Future studies in mammals are necessary as well to explore the nature of Spag16 gene evolution, and the possibility that male germ cell-specific isoforms exist in multiple species. The only identified rat SPAG16 protein is similar to SPAG16S in size, and is derived from mRNA similar to murine SPAG16S, with a 5^′UTR from the region upstream of the first exon suggestive of independent transcription, rather than splice variation. A putative SPAG16S promoter and 5′UTR have been identified in humans as well [GenBank: EF591776.1], raising the possibility that SPAG16S maybe be common to mammalian male germ cells.

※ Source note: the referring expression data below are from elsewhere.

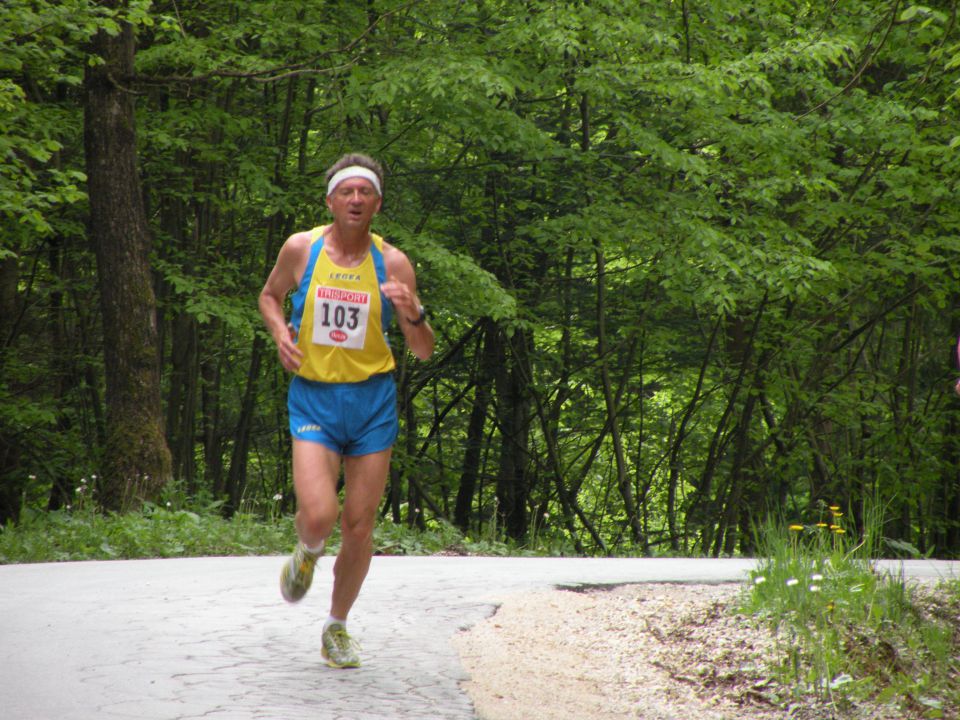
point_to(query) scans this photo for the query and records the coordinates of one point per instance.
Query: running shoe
(297, 574)
(339, 649)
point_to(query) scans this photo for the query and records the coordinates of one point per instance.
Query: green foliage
(771, 188)
(844, 630)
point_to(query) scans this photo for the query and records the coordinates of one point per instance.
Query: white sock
(334, 621)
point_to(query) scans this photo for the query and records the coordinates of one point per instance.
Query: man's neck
(349, 243)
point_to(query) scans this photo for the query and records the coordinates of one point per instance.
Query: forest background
(689, 263)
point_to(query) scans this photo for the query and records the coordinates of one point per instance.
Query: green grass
(161, 532)
(847, 633)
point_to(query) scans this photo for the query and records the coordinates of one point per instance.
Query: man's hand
(404, 300)
(290, 354)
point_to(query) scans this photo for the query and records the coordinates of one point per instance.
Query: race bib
(340, 317)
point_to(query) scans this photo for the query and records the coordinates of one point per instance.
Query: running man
(347, 284)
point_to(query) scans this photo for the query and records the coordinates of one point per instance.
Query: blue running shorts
(349, 418)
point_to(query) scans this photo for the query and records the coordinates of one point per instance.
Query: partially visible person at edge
(347, 284)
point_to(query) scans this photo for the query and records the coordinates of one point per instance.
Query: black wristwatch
(419, 320)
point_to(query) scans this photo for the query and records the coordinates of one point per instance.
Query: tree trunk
(136, 460)
(470, 473)
(623, 479)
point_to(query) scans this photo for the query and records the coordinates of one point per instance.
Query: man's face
(354, 201)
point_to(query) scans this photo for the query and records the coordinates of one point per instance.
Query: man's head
(355, 165)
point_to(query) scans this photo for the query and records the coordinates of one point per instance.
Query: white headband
(351, 172)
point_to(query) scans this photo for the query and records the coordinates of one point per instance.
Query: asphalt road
(211, 638)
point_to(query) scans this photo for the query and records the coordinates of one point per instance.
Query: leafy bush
(845, 630)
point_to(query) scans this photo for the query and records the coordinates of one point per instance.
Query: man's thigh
(365, 480)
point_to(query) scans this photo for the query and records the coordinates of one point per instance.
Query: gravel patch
(649, 652)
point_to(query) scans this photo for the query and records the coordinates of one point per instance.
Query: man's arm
(282, 279)
(401, 289)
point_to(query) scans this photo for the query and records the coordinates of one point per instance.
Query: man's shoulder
(394, 256)
(300, 240)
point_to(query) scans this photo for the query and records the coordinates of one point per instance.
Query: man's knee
(316, 520)
(357, 528)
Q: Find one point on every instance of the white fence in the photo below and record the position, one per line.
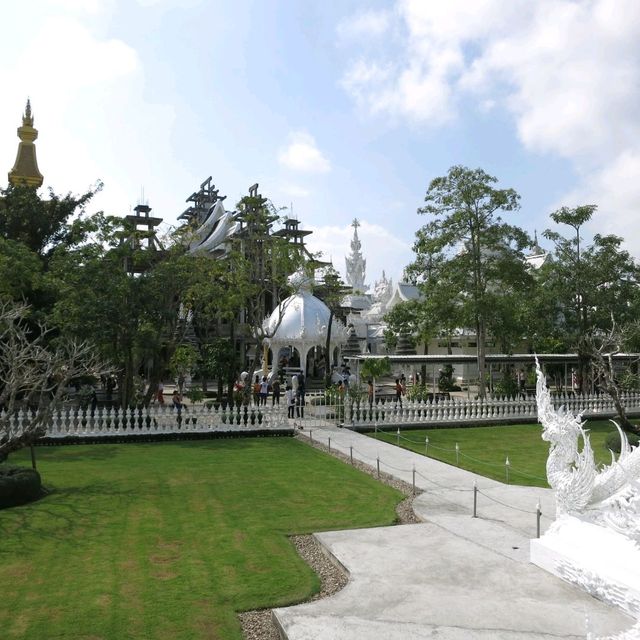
(207, 419)
(489, 411)
(157, 420)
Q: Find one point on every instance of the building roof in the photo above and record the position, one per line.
(305, 319)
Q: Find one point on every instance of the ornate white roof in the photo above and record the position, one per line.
(304, 321)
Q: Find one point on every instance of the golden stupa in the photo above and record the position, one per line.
(25, 170)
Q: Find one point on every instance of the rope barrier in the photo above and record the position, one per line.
(476, 460)
(396, 468)
(504, 504)
(441, 486)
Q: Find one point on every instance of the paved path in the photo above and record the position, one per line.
(453, 577)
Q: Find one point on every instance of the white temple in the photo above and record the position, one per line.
(355, 263)
(303, 321)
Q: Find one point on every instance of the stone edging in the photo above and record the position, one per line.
(259, 625)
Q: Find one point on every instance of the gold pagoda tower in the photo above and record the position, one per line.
(25, 170)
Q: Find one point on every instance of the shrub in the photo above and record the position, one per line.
(18, 485)
(612, 441)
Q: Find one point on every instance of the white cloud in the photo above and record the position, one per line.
(87, 95)
(370, 24)
(567, 71)
(295, 191)
(302, 154)
(381, 249)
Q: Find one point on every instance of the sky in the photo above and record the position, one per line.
(339, 110)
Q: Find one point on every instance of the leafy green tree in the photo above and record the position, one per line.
(373, 368)
(31, 228)
(134, 320)
(332, 291)
(182, 363)
(261, 263)
(42, 224)
(589, 284)
(468, 255)
(216, 360)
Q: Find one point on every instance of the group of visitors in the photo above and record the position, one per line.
(261, 389)
(294, 393)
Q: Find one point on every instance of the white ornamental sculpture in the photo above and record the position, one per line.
(594, 542)
(610, 496)
(355, 263)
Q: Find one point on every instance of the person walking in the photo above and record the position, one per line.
(300, 396)
(264, 390)
(399, 391)
(275, 388)
(288, 394)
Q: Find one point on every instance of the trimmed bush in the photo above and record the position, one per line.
(612, 441)
(18, 485)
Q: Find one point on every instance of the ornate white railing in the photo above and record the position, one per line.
(490, 410)
(156, 420)
(202, 419)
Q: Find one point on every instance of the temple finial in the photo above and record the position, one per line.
(25, 170)
(27, 119)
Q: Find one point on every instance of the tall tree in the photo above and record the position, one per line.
(34, 376)
(261, 262)
(589, 283)
(332, 291)
(466, 253)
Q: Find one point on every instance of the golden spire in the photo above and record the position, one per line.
(25, 170)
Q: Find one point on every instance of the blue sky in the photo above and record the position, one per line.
(342, 109)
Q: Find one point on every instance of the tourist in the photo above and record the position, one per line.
(300, 396)
(275, 387)
(290, 398)
(522, 381)
(264, 390)
(399, 391)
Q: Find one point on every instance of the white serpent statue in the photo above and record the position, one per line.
(608, 496)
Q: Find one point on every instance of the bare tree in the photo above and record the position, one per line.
(601, 348)
(34, 375)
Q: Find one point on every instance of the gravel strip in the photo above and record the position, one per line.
(258, 625)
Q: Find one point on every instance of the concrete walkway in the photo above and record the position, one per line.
(453, 577)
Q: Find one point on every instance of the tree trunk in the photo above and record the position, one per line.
(481, 351)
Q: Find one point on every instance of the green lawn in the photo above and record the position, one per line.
(484, 450)
(169, 540)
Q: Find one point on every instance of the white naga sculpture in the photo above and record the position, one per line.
(609, 496)
(213, 235)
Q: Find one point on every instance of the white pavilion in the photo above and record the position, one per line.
(299, 326)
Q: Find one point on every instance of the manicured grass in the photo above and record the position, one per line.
(484, 450)
(169, 540)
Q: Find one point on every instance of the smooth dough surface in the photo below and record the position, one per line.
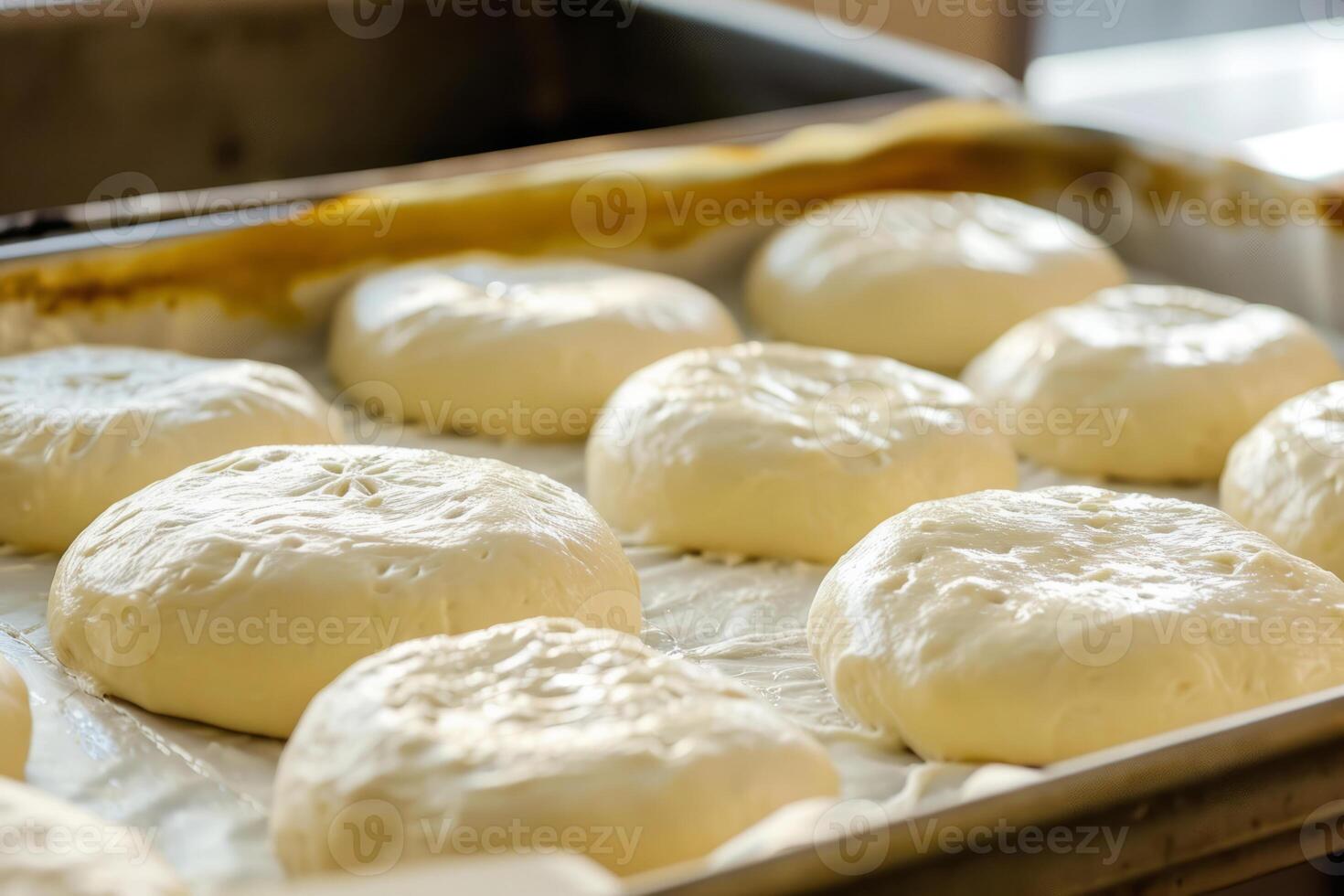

We have recently shown that murine SPAG16S is enriched within nuclear speckles of male germ cells [30]. This unique localization, combined with phenotypic results from various Spag16 transgenic mice, strongly suggests a unique processing role for the SPAG16S protein, and thus a distinct role for the Spag16 gene apart from its structural role in the axoneme.

In a sample population of 60 infertile males of Western European origin, mutations in SPAG16 were not significantly associated with a single phenotype of sperm alteration. The findings suggest that mutations and or genetic variation in the SPAG16 regions encoding the protein’s WD repeats are not likely to be major causes of sperm motility and sperm flagellar defects.

Research was carried out in full compliance with the Helsinki Declaration of ethical principles for medical research involving human subjects. All patients signed a declaration of informed consent to participate in the research. The work was approved of and performed in full accordance with policies governing human subject research at the by the Ethics Committee for the University of Siena (CEL-AOUS) for specimens collected by non-invasive methods for clinical analysis, and the Virginia Commonwealth University Institutional Review Board.